Miss Adelaide, who is absorbed in the enjoyment of a ruddy ribstone pippin, turns her blooming freckled face to the speaker, and answers pleasantly, though a little indistinctly—
"I'm to marry a gentleman, brother Hal? Well, I guess I've no particular objection! Whenever he comes, he will find me ready to do him homage, and no mistake! Can't you tell me more about him? 'A gentleman' is rather vague. Is he to be rich, poor, or something between? Am I to share his gentility in a Belgravian mansion or a suburban villa?"
"The oracle does not say. I can't tell you any more, Addie. I've come nearer the point with the others, though. Pauline is to be a soldier's bride, Goggles a policeman's!"
"Don't you believe him, Addie!" burst in Goggles, a pale delicate-looking child of twelve, with large protruding eyes and a painfully inquiring turn of mind. "He cheated horribly; he ran the policeman in before the tailor the second time, and left out the sailor."

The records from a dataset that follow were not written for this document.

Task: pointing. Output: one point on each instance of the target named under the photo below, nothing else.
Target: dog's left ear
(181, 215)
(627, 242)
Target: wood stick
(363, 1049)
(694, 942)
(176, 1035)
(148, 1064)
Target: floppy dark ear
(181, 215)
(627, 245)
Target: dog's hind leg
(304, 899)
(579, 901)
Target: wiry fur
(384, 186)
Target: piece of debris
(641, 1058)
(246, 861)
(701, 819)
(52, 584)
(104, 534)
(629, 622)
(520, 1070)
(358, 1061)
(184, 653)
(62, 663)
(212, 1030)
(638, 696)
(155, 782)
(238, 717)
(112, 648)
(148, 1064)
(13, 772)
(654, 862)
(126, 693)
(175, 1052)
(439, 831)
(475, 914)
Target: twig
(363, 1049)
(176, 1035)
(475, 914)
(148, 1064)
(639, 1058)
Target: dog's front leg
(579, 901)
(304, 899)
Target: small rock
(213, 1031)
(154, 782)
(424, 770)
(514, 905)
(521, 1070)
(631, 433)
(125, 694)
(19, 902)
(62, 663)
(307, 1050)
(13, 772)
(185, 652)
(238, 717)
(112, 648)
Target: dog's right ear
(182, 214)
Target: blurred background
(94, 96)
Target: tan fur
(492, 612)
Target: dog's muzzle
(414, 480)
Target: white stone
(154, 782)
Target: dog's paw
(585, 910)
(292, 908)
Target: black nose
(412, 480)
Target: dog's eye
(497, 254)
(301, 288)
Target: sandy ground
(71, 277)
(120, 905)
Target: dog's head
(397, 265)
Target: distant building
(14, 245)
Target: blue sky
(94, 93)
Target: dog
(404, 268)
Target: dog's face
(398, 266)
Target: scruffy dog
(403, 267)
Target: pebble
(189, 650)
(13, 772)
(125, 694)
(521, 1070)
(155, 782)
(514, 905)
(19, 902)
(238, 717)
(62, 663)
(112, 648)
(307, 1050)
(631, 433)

"I didn't, miss—I did it quite fairly. You had four chances; you got the tinker once and the policeman three times. You're to marry a bobby—there's no hope for you!"
"I won't, I won't, I won't!" she retorts passionately, angry tears welling into her big, foolish eyes. "I won't marry a policeman, Hal! I'd rather die an old maid ten times over."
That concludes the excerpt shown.